The four Arkansas members of the U.S. House said Friday that the last vote of the year came down to priorities.

“In any negotiation there is give and take, and I certainly would have liked to see more in this Omnibus agreement, including language to block some of President Obama’s most harmful policies such as Waters of the United States (WOTUS) and his plan to allow Syrian refugees into America,” said Womack, who serves on the House Appropriations Committee. “However, failing to provide for our men and women in uniform is simply not an option, and this bill does so while strengthening our nation’s security by tightening requirements under our visa waiver program and increasing funding for our troops as they prepare to face more radical and more complex enemies.”

Westerman said the issue came down to spending. He called the bill “convoluted.”

“The Omnibus – above all else – increases deficit spending. As an individual committed to fiscal responsibility, I could not vote for this bill that would increase deficit spending by billions of dollars,” Westerman said. “The Omnibus was also a convoluted bill that addressed hundreds of different issues, mixing policy riders with appropriations. This bill did not follow regular order in the House, allowing items into the bill without open debate or committee review. If regular order had been followed in the House, we could have debated issues such as further funding of Planned Parenthood, money for settlement of Syrian refugees to the United States, and many other fiscal and policy issues that are important to Americans.”
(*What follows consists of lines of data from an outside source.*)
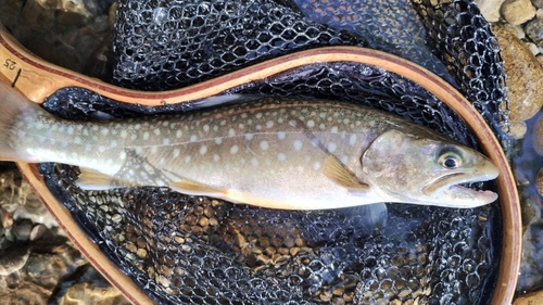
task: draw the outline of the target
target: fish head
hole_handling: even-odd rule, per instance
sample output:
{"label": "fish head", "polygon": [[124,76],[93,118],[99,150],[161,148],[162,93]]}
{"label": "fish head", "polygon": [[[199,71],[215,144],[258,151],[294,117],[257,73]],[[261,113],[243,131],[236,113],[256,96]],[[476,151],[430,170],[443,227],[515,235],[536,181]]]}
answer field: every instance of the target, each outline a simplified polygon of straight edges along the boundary
{"label": "fish head", "polygon": [[389,130],[361,162],[370,188],[392,202],[469,208],[497,199],[492,191],[460,186],[495,179],[500,170],[480,152],[453,141]]}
Crawford agreed, saying the bill raised the debt.

“This omnibus package breaks through our budget caps with $50 billion in new spending, new spending that adds to our national debt at a time when the federal reserve is raising interest rates on that debt. The bill did include several policies which would help move America forward, but those policies did not outweigh the cost of increasing our national debt, which is already more than $19 trillion. Next year this body must rededicate itself to prioritizing permanent spending controls and policies that truly reflect the will of a majority of the American people,” Crawford said.
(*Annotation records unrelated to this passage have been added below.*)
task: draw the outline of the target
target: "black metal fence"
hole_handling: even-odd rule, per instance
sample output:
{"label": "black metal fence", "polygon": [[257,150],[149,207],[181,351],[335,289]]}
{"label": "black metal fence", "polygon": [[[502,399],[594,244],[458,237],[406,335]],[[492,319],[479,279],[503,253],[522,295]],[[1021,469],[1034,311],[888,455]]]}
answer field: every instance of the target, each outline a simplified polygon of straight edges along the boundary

Hill, who voted for the bill, said the lack of support from Democrats on the issue made the Omnibus bill a reality.

“Throughout the course of this year, the House passed all twelve appropriations bills out of Committee and passed six of those bills out of the House. This is how the appropriations process should work, and if the Senate Democrats hadn’t stymied regular order and dealt with individual appropriations bills in a timely way and the President hadn’t insisted on holding military funding hostage to support more deficit spending for his domestic agenda, we would not have had to pass this after-midnight spending deal today,” Hill said in a statement. “The inaction of Senate Democrats led us to today, and while I don’t like these year-end, all-encompassing spending bills, I voted for this one because the good significantly outweighs the bad. Part of being an effective legislator is understanding that any opportunity to move the needle in the right direction — no matter how incremental the movement — is a positive outcome.”